According to Bank of America CFO Borthwick, the net interest income, which is the difference between earnings from loans and the interest paid on deposits, is expected to grow by 6% to 7% this year, driven by higher interest revenues and improvements from the repricing of fixed-rate assets.
Bank of America expects that investment banking fees will increase by 10% to 15% in the third quarter from last year, according to Chief Financial Officer Alastair Borthwick on Monday. He informed investors at a conference that trading revenue from the market division is expected to increase by a mid-single-digit percentage, marking the 14th consecutive quarter of growth.
He stated that the investment banking pool is expected to increase by 10 to 15% and anticipates it will align with that or possibly perform even better.
According to Borthwick, the net interest income, which is the difference between earnings from loans and the interest paid on deposits, is expected to grow by 6% to 7% this year, driven by higher interest revenues and improvements from the repricing of fixed-rate assets.
Global mergers and acquisitions have reached $2.6 trillion, the highest in the first seven months of the year since the peak it achieved during the COVID pandemic in 2021.
Corporate boards are looking for growth and positivity, as an artificial intelligence boom has offset concerns over US President Donald trump tariffs.
As of August 1, the number of transactions is 16% lower than last year, but their combined value is 28% higher, according to Dealogic data, thanks to US megadeals valued at more than $10 billion.
These deals feature Union Pacific Corp’s proposed $85 billion acquisition of competitor Norfolk Southern and OpenAI’s $40 billion funding round, led by SoftBank Group.
The increase in activity is a relief for banks that started the year with expectations that the US President Donald Trump government would lead to a wave of consolidation.
However, his trade tariffs and geopolitical uncertainties made companies hesitate until a renewed confidence in corporate governance and changes in the US administration’s anti-trust stance changed the atmosphere.
Compared to August 2021, when investors increased after pandemic-related lockdowns drove deal values to $3.57 trillion, this year’s figures are nearly $1 trillion, or 27%, lower.
Still, dealmakers at J.P. Morgan Chase have stated that more activity is on the horizon, as companies will aim for larger deals in the latter half of the year, as executives adapt to the volatility.
Nigel Wellings, a Partner at Clifford Chance, stated that the market is moving past all the tensions and uncertainty regarding tariffs. Corporate boards are recognizing the M&A opportunities presented by a more stable economic climate and positive regulatory signals, although it is not an overly cheerful market.

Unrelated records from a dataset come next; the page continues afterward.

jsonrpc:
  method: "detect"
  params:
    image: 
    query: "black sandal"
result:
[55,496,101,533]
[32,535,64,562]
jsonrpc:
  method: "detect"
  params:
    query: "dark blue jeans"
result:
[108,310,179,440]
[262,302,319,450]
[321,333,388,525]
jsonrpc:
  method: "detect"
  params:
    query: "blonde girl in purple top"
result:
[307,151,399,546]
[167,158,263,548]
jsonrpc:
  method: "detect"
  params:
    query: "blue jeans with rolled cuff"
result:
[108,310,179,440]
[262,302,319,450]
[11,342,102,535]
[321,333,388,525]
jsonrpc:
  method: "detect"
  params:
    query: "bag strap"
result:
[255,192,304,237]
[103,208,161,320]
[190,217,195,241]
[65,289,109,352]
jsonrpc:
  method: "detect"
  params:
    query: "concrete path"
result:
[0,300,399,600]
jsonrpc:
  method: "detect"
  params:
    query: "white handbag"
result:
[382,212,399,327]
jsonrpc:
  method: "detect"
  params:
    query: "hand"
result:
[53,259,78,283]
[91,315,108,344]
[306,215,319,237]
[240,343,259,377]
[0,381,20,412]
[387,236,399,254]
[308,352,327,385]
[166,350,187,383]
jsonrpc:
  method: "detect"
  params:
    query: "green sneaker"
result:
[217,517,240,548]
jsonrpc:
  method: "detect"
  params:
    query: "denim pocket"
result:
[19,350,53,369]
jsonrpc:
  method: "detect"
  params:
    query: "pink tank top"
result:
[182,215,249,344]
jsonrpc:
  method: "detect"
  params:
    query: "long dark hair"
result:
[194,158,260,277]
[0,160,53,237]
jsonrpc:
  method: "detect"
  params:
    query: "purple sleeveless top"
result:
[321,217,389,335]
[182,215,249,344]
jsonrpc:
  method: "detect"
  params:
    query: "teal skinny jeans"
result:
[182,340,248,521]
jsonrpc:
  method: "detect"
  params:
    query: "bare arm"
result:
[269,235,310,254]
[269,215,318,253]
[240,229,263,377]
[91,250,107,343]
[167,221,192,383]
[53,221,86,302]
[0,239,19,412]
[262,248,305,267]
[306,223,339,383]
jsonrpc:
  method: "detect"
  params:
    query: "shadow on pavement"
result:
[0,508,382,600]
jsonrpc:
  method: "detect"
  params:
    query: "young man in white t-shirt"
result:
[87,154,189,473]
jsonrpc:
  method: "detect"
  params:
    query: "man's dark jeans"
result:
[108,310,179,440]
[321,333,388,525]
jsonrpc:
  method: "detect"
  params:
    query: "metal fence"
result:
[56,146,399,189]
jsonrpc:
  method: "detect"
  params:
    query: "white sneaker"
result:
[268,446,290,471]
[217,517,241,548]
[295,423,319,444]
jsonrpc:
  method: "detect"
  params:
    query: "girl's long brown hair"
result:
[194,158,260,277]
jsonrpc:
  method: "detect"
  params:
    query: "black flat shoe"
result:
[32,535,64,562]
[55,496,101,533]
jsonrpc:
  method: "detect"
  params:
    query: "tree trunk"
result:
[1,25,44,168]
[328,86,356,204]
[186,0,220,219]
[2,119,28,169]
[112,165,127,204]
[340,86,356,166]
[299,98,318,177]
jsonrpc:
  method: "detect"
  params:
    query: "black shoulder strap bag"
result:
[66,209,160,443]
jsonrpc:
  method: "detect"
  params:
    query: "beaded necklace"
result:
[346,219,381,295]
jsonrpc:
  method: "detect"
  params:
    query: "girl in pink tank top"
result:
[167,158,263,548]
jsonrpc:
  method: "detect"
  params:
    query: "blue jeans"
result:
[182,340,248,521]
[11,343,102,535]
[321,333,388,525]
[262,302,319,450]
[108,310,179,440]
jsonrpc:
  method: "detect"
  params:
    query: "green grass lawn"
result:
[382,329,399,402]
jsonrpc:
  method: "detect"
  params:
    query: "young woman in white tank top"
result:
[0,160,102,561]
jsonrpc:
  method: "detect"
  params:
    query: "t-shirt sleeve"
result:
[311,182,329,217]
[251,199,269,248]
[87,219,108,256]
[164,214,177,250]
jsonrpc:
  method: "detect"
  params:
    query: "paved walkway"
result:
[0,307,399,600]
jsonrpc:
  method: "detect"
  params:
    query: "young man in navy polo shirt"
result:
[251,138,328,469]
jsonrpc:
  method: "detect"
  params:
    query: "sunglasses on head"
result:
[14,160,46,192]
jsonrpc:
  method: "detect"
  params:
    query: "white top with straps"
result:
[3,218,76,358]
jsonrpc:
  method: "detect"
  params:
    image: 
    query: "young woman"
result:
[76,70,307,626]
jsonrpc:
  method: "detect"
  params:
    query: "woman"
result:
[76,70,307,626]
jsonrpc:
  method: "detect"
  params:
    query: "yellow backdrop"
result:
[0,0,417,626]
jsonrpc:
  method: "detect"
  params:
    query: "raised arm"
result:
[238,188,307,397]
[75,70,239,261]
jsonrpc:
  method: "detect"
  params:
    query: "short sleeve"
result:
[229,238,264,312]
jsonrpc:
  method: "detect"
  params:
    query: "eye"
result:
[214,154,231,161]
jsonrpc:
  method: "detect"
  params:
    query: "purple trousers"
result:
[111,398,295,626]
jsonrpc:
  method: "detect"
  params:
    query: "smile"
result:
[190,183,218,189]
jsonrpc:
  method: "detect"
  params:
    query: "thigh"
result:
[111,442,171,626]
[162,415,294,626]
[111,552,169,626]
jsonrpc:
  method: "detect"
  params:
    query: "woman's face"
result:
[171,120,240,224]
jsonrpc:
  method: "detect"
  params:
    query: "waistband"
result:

After the pandemic, the healthcare industry experienced a boom, primarily driven by mergers and acquisitions (M&A) activity. The computer and electronics industry has seen an increase in acquisition attempts in the US and the UK over the last two years, according to Dealogic. The artificial intelligence boom is expected to increase deal-making activity.
There are many M&A activities in the data center, for example, Samsung‘s $1.7 billion acquisition of Germany’s FlaktGroup, which specializes in cooling data centers.
Private equity, which had previously been less active, is now back in the game, through Sycamore Partners’ $10 billion plan to take Walgreens Boots Alliance private, along with competitive £4.8 billion bids from KKR and Advent for UK scientific instrument manufacturer Spectris.
Consumer finances are currently in good shape, as credit card spending increases and there is less long-term negligence among borrowers, he remarked.
Palo Alto Networks’ $25 billion acquisition of Israeli cybersecurity company CyberArk was the largest deal in Europe, the Middle East, and Africa this year, as companies aim to increase their defenses against rising AI-driven threats.